Looking ahead, Hansen plans to deepen AI integration to unlock predictive analytics capabilities, enhance customer engagement, and create new revenue streams. This positions the company well to capitalize on the accelerating digital transformation trends in telecommunications and utilities.

Sustainability Leadership and ESG Progress

Beyond financial metrics, Hansen continues to advance its sustainability agenda. The company achieved a 40% reduction in Australian emissions two years ahead of its FY26 target and maintained carbon neutrality certification for the fourth consecutive year. Global greenhouse gas emissions benchmarking and supplier sustainability assessments demonstrate Hansen’s commitment to transparency and resilience.

Recognition from EcoVadis and an upgraded MSCI ESG rating to AA affirm Hansen’s leadership in environmental, social, and governance practices. These efforts align with growing regulatory demands and customer expectations, reinforcing Hansen’s long-term value creation strategy.
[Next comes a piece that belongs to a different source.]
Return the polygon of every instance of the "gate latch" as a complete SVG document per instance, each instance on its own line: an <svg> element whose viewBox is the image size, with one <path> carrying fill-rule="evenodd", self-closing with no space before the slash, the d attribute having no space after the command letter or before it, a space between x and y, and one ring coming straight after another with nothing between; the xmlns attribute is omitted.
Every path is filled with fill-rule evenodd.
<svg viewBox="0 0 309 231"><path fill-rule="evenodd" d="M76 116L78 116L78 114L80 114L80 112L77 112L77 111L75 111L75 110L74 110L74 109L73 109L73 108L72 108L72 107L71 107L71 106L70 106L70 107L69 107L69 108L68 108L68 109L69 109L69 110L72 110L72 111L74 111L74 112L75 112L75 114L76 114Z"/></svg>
Outlook, Confident Growth Amid Industry Tailwinds

Hansen projects organic revenue growth of 5–7% over the medium term, supported by accelerating adoption of 5G, smart metering, energy transition initiatives, and AI-enabled software solutions. The company targets an underlying EBITDA margin of 30% or higher, driven by disciplined cost control and operational efficiencies.

Key market drivers include decarbonisation mandates, smart grid rollouts, digital transformation in utilities and telecoms, and the electrification of transport. Hansen’s diversified global footprint and robust contract pipeline position it well to navigate industry consolidation and capitalize on emerging opportunities.

Bottom Line?

Hansen’s FY25 momentum, underpinned by strategic contracts, AI innovation, and sustainability leadership, sets the stage for sustained growth and margin expansion.

Questions in the middle?

  • How will Hansen’s German market investments translate into long-term profitability?
  • What new verticals might Hansen target next beyond energy and communications?
  • How aggressively will Hansen leverage AI to drive future product differentiation and cost savings?